As Arlette Muss recalls it, Colorado’s department of transportation opened the tunnel for the ambulance — but not for her car that was trailing behind.

“I had to sit there on the other side of the tunnel for two hours,” she said.

She finally reached A.J. and remained by his side. As despondency set in, something remarkable happened.

“I’m on the floor, on my knees crying, and I looked up and there’s A.J. with his eyes open and a tear rolling down, and he had his thumb up,” she said. “He was telling me, ‘I’m OK, mom.’”

It was a fleeting moment, but a harbinger. A.J. eventually recovered. He declined follow-up heart surgery that would have ended his snowboarding career, and within months he was back on the slopes, putting together his best season ever. Now the only leftover is occasional memory loss.

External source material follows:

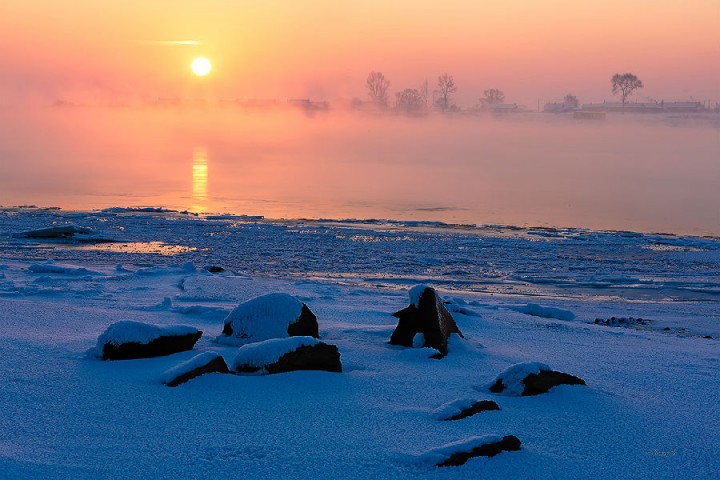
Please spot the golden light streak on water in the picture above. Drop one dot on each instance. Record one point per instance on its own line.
(199, 179)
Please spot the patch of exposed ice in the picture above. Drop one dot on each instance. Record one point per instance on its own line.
(442, 453)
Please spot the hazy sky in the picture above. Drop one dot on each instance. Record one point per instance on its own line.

“If I have a bad race,” he joked. “I’ll forget about it.”

'Appreciate the journey'

In 2015-16, Muss made the national team for the first time, representing the U.S. in the World Cup. It was rewarding, but the Olympics “is a different stage,” he said. “The whole world is watching.”

Muss will compete in his specialty, the parallel giant slalom. It’s a daredevil’s event, with snowboarders reaching speeds up to 70 miles per hour. Racers compete in a head-to-head knockout format on parallel courses, with the clock determining who advances.

“What I love when it comes to my discipline of snowboarding: The only person who decides whether I win or lose is me,” he said. “I don’t have a judge. I have complete control over my outcome.”

Muss, who is ranked 11th in the world, heads to Japan Feb. 2 for an acclimation period. He will attend the Feb. 9 opening ceremony, and then it’s just a matter of staying sharp until the Feb. 21 qualifying rounds. The finals are Feb. 23.

“I’m not going to the Olympics just to be at the Olympics,” he said. “I’m going there to win a medal.”

His family, including professional-surfer sister Alexa Muss, will be at the bottom of the hill, rooting him on.

“We are so elated,” Arlette Muss said.

She knows if A.J. makes it to the medal stand, his story could inspire countless people.

“The main thing A.J. wants kids to know is that they can do it,” she said. “Go out there and believe in yourself. It definitely hasn’t been easy, but each time there has been adversity, it actually made him that much stronger.”

And wiser.

“Appreciate the journey,” he said, “because it can be taken from you at any time.”